Well done, but at first i thought you were going to say you had run a 1/2 marathon as we had ours her this weekend.

SMARTBuddy said...

Running! In a 'race!' Awesome!

t.k.foster said...

Sounds like a great thing to run for though. But pulling your groin? Ouch; does that hurt as bad for females as it does for males - I'd imagine it'd be worse.

dmb5_libra said...

good for you!!! i probably would have walked the whole way.

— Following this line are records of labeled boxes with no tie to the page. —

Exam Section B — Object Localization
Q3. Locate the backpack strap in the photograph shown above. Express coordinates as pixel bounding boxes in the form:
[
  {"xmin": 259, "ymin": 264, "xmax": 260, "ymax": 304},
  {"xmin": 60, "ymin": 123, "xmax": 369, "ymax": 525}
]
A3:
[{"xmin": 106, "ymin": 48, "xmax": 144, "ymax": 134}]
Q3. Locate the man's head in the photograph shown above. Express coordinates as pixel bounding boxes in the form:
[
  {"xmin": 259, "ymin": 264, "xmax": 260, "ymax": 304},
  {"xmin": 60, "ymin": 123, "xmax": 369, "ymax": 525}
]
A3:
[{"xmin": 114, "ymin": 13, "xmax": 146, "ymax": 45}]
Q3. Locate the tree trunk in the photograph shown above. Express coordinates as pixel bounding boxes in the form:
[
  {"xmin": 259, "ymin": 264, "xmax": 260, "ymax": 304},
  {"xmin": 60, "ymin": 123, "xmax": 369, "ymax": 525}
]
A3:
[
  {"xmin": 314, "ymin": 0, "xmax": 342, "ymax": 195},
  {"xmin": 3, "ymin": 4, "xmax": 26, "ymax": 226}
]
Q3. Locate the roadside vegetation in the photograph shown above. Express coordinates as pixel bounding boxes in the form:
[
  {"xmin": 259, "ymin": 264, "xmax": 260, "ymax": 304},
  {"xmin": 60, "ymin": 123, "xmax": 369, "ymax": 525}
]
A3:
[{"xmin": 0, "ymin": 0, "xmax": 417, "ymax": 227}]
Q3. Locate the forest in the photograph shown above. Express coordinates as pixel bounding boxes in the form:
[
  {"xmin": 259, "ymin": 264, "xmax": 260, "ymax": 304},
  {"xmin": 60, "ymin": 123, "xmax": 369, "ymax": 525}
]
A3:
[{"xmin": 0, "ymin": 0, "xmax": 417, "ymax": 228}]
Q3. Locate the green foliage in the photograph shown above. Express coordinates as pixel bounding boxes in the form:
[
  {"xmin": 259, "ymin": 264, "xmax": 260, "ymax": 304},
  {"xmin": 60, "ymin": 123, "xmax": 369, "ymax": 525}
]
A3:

runners high? its out there, i'm just too lazy to find it. we knew each other well in high school.

Daisy said...

That's AWESOME!!! Congrats on the 5k.

poodlegoose said...

Wow, you ran! That's awesome. I usually find it hard to run at events like that, simply because I'm so chock full of emotion, I find it hard to concentrate on anything else. And running takes up pretty much all of my concentration.

Congrats to you for accomplishing this for such a good cause.

Yoda said...

If you ran after the double rum and coke, you may have been flailier? lol, is that even a word??

All Mod Cons said...

Congratulations!

Runners High does exist. It's called Stopping. At least in my book.

Katelin said...

nice job! that's awesome. :)

lspoon said...

Good for you! That is awesome of you. And way to go being the #1 fundraiser :)

Z said...

I second (third?) the "that's awesome!" comments :)

Lindsey said...

I hate running...but I love when other people do. It seems like almost every day I tell myself today I will run. Yeah, it never happens.

benjibopper said...

i can't seem to motivate myself to run unless i have a ball in my hand and there's a net at the endpoint. good on you though. i just gave some cash.